6. New Yorkers drink almost 7 times as much coffee as people elsewhere in the U.S.
Maybe that’s why it’s the city that never sleeps.
7. In ancient Arab culture, coffee was grounds for divorce.
While mid-1970s US ads centered around women who couldn’t make a good cup of coffee and the displeasure of their husbands, in ancient times, the onus for coffee was laid upon the providers. A woman could legally divorce her husband if he failed to provide her with enough coffee.
8. Coffee inspired the first webcam.
Programmers at the University of Cambridge worked in a room that was up several flights of stairs from the single Mr. Coffee in the building. Rather than troop down the stairs only to find an empty coffee pot, they rigged up a web camera to transmit a real time image of the coffeemaker to save themselves the trip.
9. Coffee grows on trees.
Yes, on trees. Left to themselves, coffee trees will grow to a height of 30 feet or more. On coffee plantations, farmers keep them trimmed to around 10 feet tall to make picking the coffee cherries easier. Oh, and coffee is a fruit.

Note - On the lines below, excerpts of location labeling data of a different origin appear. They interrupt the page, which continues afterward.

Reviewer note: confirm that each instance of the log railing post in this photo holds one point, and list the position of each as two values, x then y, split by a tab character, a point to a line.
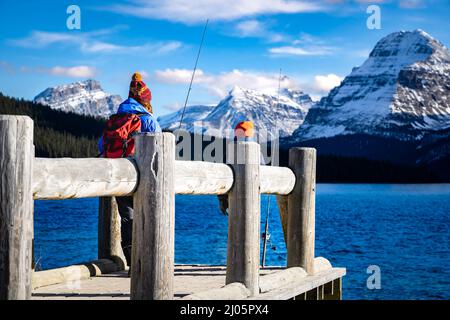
301	209
244	218
152	267
109	238
16	207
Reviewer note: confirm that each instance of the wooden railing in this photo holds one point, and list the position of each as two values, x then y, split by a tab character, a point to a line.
153	177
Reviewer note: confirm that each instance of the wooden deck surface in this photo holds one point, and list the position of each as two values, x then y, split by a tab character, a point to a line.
189	279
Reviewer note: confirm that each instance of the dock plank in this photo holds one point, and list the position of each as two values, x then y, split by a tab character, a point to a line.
189	279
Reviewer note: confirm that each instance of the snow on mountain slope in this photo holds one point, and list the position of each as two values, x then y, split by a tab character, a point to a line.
402	91
276	116
85	98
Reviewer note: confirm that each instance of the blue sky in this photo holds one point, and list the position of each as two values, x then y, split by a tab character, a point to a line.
315	43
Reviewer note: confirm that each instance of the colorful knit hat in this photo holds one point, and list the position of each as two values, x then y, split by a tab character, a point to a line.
244	129
140	92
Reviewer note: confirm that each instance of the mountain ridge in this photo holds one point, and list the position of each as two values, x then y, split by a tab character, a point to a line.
82	97
269	111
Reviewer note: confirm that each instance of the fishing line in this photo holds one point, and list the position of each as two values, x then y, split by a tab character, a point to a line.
193	74
266	228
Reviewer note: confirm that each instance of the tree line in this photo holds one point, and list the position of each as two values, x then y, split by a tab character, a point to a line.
57	133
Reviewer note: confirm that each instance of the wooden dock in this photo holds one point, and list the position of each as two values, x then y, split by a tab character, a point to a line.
153	177
192	282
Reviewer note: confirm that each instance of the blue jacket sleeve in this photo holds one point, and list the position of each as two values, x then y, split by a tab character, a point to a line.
149	124
100	145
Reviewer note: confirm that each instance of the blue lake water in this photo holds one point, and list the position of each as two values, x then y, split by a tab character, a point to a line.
402	229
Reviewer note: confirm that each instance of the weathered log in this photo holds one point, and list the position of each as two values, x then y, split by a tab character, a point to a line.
278	279
152	267
281	278
67	178
73	274
244	218
232	291
16	207
301	209
276	180
283	212
197	177
109	238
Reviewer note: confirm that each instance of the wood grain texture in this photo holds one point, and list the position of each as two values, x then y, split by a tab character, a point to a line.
109	238
16	207
282	202
152	268
301	209
197	177
276	180
232	291
244	218
73	274
67	178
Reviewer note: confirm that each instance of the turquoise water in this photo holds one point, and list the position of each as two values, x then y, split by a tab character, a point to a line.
402	229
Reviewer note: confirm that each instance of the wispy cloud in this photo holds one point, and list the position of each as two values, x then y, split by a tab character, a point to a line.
220	84
87	43
72	72
324	83
256	29
412	4
306	45
81	71
190	12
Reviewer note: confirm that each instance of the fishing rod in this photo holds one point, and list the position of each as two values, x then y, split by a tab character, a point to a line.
193	74
266	227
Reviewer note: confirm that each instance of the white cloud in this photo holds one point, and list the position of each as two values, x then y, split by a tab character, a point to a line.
72	72
305	45
411	4
220	84
189	11
301	51
87	42
257	29
324	83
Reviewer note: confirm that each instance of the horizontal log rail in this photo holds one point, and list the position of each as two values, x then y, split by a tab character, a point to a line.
69	178
153	177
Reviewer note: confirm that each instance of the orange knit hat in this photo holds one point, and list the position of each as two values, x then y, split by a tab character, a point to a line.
139	91
244	129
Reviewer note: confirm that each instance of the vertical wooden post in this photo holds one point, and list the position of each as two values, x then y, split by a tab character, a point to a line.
301	209
16	207
244	218
283	212
152	267
109	239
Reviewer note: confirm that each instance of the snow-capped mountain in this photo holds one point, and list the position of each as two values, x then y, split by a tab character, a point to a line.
85	98
276	115
401	91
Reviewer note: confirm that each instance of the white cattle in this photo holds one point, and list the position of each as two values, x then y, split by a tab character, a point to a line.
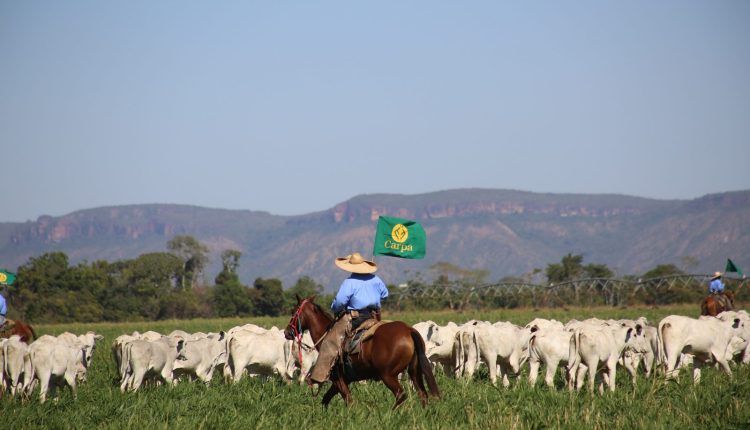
88	341
631	358
549	346
593	344
13	352
740	348
503	347
151	335
263	353
706	339
53	362
117	350
441	350
543	324
141	357
200	356
465	350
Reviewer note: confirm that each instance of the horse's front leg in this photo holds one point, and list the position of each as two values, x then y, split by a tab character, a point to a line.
328	396
343	388
392	383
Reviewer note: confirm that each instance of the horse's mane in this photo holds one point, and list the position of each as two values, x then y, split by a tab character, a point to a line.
320	309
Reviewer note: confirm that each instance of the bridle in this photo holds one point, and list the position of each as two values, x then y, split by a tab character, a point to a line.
295	324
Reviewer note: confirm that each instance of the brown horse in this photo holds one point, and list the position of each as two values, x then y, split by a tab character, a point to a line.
713	306
393	348
20	328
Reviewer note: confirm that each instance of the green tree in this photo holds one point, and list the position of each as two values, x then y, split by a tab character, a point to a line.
38	294
194	256
569	268
304	287
598	271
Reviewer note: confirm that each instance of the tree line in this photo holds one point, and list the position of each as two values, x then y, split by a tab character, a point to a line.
153	286
169	285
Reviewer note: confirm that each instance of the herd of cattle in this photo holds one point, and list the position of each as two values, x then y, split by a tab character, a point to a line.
590	347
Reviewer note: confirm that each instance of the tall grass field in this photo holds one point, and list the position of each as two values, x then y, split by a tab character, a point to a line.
717	402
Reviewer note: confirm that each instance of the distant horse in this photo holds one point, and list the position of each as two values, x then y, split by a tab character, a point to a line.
714	304
20	328
393	348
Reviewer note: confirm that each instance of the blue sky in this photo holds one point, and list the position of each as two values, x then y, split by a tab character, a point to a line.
293	107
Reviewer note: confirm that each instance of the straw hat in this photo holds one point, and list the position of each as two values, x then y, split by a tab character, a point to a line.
356	264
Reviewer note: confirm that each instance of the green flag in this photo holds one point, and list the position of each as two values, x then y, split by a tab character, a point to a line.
731	267
7	278
397	237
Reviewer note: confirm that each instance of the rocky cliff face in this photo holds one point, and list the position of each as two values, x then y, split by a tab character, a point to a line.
508	233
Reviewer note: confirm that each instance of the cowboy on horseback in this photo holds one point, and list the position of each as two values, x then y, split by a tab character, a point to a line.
3	311
716	290
357	300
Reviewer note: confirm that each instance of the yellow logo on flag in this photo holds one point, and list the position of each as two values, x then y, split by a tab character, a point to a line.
400	233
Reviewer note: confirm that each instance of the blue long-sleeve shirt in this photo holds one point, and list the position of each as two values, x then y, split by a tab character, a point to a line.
359	291
716	286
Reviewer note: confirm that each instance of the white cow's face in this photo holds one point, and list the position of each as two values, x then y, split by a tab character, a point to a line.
636	339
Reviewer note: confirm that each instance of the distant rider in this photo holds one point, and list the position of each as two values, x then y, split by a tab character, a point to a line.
3	310
716	286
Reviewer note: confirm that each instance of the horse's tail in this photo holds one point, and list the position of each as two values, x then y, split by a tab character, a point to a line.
424	364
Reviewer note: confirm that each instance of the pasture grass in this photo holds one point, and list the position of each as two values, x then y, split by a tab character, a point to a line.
718	402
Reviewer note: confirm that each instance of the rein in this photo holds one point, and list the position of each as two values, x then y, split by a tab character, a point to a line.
296	325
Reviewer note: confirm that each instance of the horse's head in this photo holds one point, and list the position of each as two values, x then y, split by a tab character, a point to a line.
298	324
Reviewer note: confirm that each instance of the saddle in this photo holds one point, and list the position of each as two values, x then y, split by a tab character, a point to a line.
7	327
723	300
353	343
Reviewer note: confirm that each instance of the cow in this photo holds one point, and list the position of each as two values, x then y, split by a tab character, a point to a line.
707	339
199	357
141	357
263	353
740	347
440	350
549	346
503	347
53	362
117	350
631	358
465	350
88	340
593	344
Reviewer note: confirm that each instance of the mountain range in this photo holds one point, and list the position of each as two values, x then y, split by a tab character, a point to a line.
506	232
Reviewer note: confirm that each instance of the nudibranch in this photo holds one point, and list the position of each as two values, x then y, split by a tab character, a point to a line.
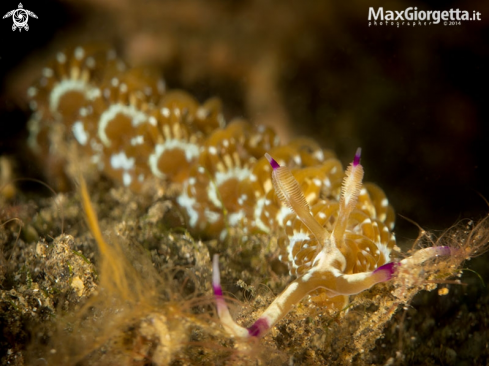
338	230
136	131
335	249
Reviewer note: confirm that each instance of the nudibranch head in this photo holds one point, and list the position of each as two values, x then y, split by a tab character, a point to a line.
335	247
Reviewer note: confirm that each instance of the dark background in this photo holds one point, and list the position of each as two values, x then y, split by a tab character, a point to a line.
414	98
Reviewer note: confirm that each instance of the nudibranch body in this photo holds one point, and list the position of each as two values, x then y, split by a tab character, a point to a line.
337	238
136	131
335	248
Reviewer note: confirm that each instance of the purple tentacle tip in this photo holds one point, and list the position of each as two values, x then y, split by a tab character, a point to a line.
356	160
389	269
272	162
217	291
258	328
216	277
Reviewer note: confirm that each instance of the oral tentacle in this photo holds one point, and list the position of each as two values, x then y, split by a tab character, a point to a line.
227	321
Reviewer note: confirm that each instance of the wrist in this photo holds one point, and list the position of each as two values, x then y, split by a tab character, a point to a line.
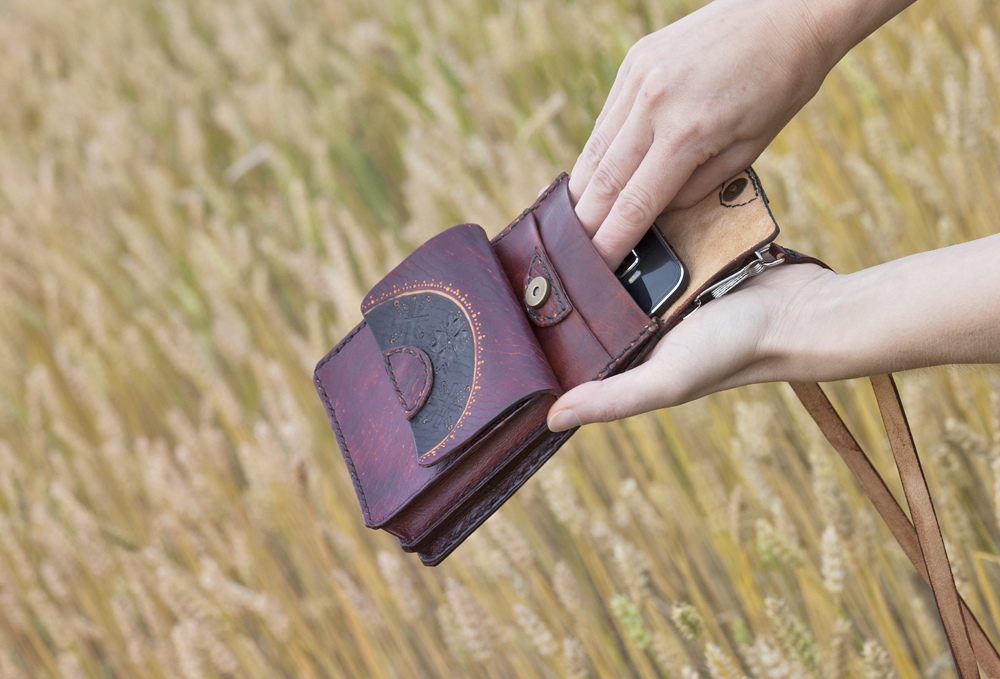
800	343
837	26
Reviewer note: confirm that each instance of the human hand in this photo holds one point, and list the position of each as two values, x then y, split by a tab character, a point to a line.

Or at least, it’s the pit of fruit that’s commonly called a cherry.
10. Two smugglers played a big role in the spread of coffee.

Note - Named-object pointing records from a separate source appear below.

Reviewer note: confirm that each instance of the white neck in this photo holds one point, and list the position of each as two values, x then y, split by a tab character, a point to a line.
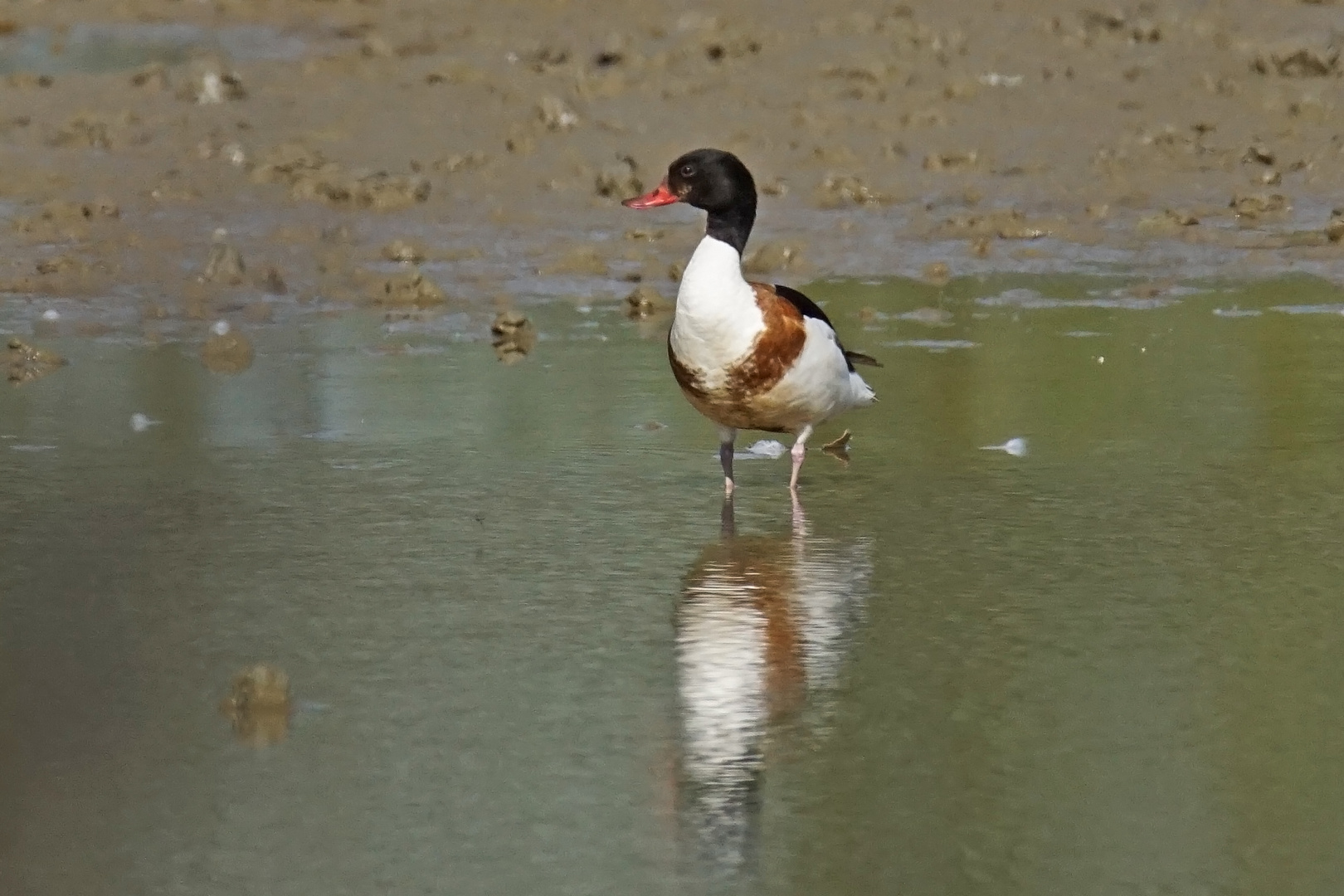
717	316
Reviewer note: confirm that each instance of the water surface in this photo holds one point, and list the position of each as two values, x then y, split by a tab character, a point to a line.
533	655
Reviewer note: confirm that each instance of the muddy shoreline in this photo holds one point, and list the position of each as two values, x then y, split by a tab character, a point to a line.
425	156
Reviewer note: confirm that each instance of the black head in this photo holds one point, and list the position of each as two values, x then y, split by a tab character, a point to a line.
713	180
717	182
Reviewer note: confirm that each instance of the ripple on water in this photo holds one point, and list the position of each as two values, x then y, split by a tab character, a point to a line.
936	345
1030	299
93	49
1309	309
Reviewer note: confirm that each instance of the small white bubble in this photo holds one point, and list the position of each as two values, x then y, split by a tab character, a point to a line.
141	422
1015	446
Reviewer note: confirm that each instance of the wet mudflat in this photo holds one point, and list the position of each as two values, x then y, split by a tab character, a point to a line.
527	652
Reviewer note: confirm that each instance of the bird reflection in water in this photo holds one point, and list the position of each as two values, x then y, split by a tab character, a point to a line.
762	626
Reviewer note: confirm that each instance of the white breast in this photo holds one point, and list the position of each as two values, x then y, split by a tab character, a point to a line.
717	317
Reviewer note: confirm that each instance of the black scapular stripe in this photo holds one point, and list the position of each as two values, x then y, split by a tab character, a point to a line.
811	309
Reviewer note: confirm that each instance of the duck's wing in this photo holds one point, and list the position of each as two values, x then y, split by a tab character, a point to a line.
811	309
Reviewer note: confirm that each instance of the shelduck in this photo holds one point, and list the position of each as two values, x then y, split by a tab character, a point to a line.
749	356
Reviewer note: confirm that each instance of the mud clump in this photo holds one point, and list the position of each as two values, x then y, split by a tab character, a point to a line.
26	363
210	84
514	336
1298	60
1170	222
1253	207
952	160
836	191
63	221
273	282
225	264
409	290
403	251
772	257
645	303
99	132
620	179
581	261
311	176
1004	223
226	351
555	114
1335	227
937	273
258	705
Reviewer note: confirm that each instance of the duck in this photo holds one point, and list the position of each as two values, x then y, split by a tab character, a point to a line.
747	355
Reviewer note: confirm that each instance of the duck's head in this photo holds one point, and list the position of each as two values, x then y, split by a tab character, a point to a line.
714	180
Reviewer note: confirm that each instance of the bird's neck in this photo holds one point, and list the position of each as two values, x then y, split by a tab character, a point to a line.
733	226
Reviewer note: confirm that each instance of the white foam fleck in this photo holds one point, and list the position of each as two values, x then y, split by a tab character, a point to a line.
1015	446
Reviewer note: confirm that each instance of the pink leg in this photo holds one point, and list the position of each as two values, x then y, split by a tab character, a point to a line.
799	451
726	437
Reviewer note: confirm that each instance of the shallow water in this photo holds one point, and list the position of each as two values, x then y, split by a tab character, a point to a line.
105	47
531	655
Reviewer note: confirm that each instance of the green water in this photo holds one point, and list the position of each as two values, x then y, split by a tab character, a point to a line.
530	657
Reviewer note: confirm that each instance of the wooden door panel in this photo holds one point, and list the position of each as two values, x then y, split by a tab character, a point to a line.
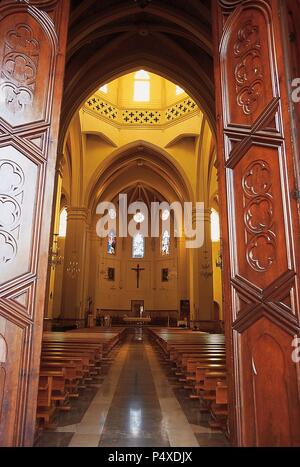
32	51
256	193
246	59
267	368
260	227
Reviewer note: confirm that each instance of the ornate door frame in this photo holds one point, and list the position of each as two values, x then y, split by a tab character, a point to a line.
260	224
32	55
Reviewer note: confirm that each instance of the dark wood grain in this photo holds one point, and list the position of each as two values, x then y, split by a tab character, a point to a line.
32	49
259	223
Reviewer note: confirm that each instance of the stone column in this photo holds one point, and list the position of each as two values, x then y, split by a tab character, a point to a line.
182	270
200	271
54	240
73	302
205	272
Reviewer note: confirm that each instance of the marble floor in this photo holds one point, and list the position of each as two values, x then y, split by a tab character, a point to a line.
137	403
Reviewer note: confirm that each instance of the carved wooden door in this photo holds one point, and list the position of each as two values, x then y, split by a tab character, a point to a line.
32	50
260	226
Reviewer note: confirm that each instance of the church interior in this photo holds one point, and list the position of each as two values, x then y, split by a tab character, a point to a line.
142	340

In order to maintain their domination of the world market, Arabs prohibited the export of fertile coffee seeds or coffee plants. In the 17th century, a Muslim pilgrim smuggled seven coffee seeds out of Arabia and planted them in India, where they flourished. The Dutch, likewise, prohibited export of their trees, but a delegation presented a living coffee tree to King Louis XIV of France. One of his courtiers stole cuttings from that tree, planted and cultivated them, and transported them to Martinique, in the Caribbean. Most South American coffees spring from those stolen cuttings, which originated with smuggled seeds.